At its core, a test case in Kolena is a benchmark dataset against which metrics are computed.
Test cases can be as small or as large as necessary — in some circumstances, a test case containing hundreds of thousands of examples is desirable. In other cases, a test case with a handful of laser-focused examples is best.
Types of test cases include:
- Unit Tests: examples focusing on a particular scenario or subclass, e.g. "cars from the rear in low lighting"
- Regression Tests: examples improved upon by a particular model training push (squashed bug) or one segment of the "long tail"
- Integration Tests: examples mirroring deployment conditions in terms of composition, distribution, preprocessing, etc.
- Integration tests may also be subsets of normal tests that are run by models both pre-packaging and post-packaging to ensure that operations such as quantization do not unacceptably impact performance
How a test case is defined varies by workflow:
Object Detection / Instance Segmentation
When building your own workflow, a test case may contain any number (>0) of test samples of any arbitrary data type, such as images with annotations or documents, each with ground truth(s) specific to your workflow.
In the Object Detection and Instance Segmentation workflows, a test case contains any number (>0) of test images, each with zero or more ground truth bounding boxes/segmentation masks defining the extents and the label of the object being bounded.
In the Classification workflow, a test case contains any number (>0) of test images, each with zero or more ground truth labels corresponding to the class(es) the image belongs to.
In the Face Recognition 1:1 workflow, a test case contains any number (>0) of image pairs, each with a ground truth label indicating whether the two images do or do not contain the same person.
Metrics computed against aggregate benchmarks don't tell the full story.
If you are an engineer, data scientist, product manager, team lead, or anyone else who builds or sells ML products, you've likely asked (or been asked):
- What are my model's failure modes (bugs)?
- If I've trained a new model, what in particular has improved or regressed from my previous model?
- If my new model has improved from 96% F1 score to 98%, has it improved across all scenarios?
- Which model should we deploy?
- How do I know if my model is ready to be deployed?
Test cases help you give direct, repeatable, and methodological answers to these questions.
Different sized test cases tell you different things about model performance.
At one end, you will likely want to create a test case containing your entire benchmark. Metrics computed against this test case will then be the aggregate metrics you're used to looking at.
At the other end, if you're testing e.g. whether a model can be demoed under certain circumstances, it's reasonable to create test cases with only a few dozen examples. While good performance on these tiny test cases doesn't necessarily tell you that you can expect good performance, poor performance is a strong indicator that your model isn't ready to demo under those circumstances.

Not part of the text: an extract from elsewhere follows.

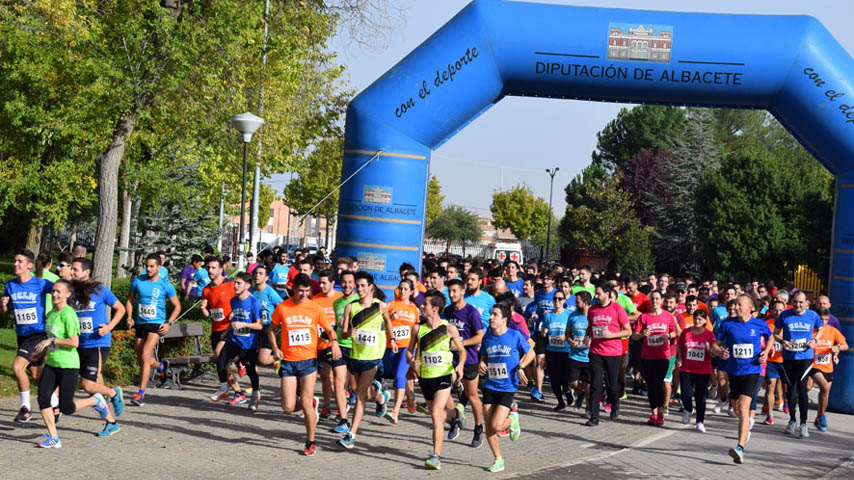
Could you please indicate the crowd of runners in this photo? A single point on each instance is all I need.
(470, 333)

As many as you can meaningfully create. When exploring results, you can always filter down to only certain test cases.
If your images are annotated with additional metadata, make test cases for each annotation. If your images are from different sources, make test cases broken down by source. If your images vary widely in size, make test cases stratified by image dimensions.

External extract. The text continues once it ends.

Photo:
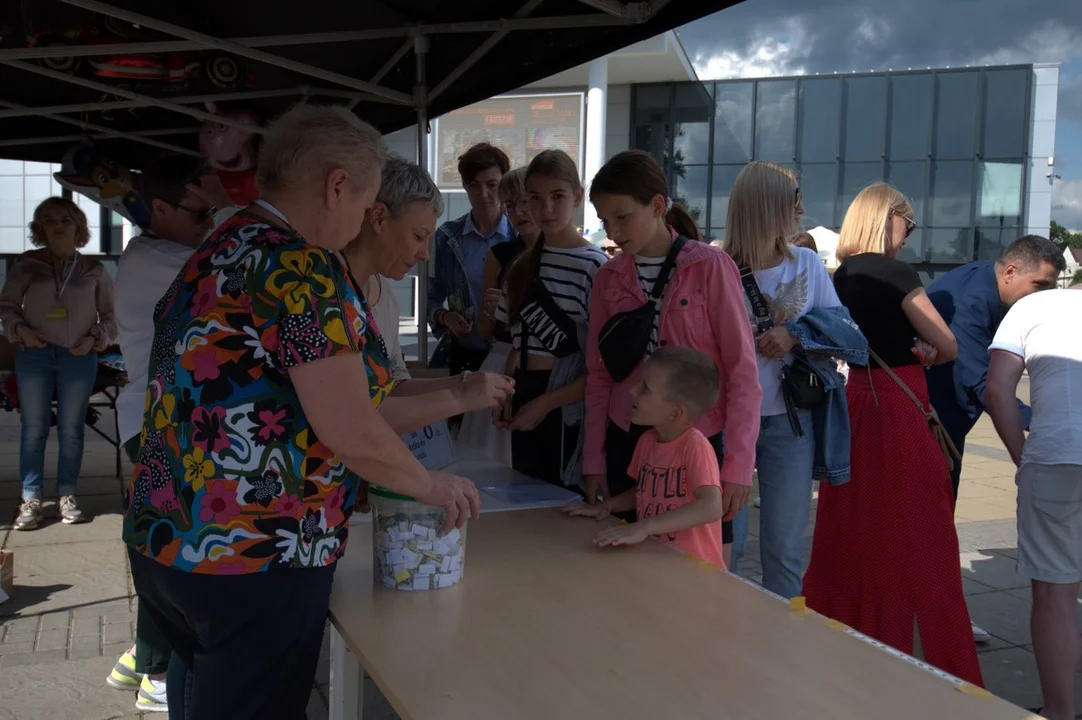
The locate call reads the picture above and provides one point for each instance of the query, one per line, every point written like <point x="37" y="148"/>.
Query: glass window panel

Each test case increases the resolution of your results. Higher resolution isn't necessarily better — adding noise doesn't help — but higher resolution is necessary to form a detailed understanding of your model's performance.

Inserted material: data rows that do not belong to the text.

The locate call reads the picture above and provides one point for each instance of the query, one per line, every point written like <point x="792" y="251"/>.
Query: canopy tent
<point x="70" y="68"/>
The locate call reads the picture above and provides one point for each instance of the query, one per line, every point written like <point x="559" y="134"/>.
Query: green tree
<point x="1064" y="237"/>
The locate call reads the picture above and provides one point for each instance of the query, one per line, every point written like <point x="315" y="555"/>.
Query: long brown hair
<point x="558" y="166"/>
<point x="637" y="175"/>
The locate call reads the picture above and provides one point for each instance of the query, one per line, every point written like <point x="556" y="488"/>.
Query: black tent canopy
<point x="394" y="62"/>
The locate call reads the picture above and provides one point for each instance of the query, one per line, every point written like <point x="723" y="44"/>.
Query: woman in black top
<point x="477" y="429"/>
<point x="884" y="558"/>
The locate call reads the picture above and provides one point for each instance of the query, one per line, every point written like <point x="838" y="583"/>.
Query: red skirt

Certain metrics for each workflow are dependent on negative examples.
For example, precision is dependent on both the true positives and the false positives predicted by your model. If a test case doesn't have any negative examples, your model will very likely produce very few false positives. Therefore precision is not a particularly meaningful metric for that test case!
In general, we encourage including a mix of both positive and negative examples within each test case to avoid being misled by metrics.
Yes! We encourage defining many test cases that take different cuts through the same dataset.
For example, if training a car detector, you may want to stratify your data by lighting, occlusion, distance, type, and color using different test cases within the same test suite. The same image would appear in test cases within each of those categories.
No matter how many different test cases a single image belongs to, during testing, you will only have to process the image a single time and upload inferences to Kolena once.
Update your tests regularly! No dataset is perfect — we encourage making incremental improvements whenever possible to remove noise, improve ground truths, and add new examples.
You don't have to worry about updating tests breaking your ability to compare apples to apples. If two models have been tested on different versions of the same test cases, you can use the web platform to compare performance on only examples they've both been tested on.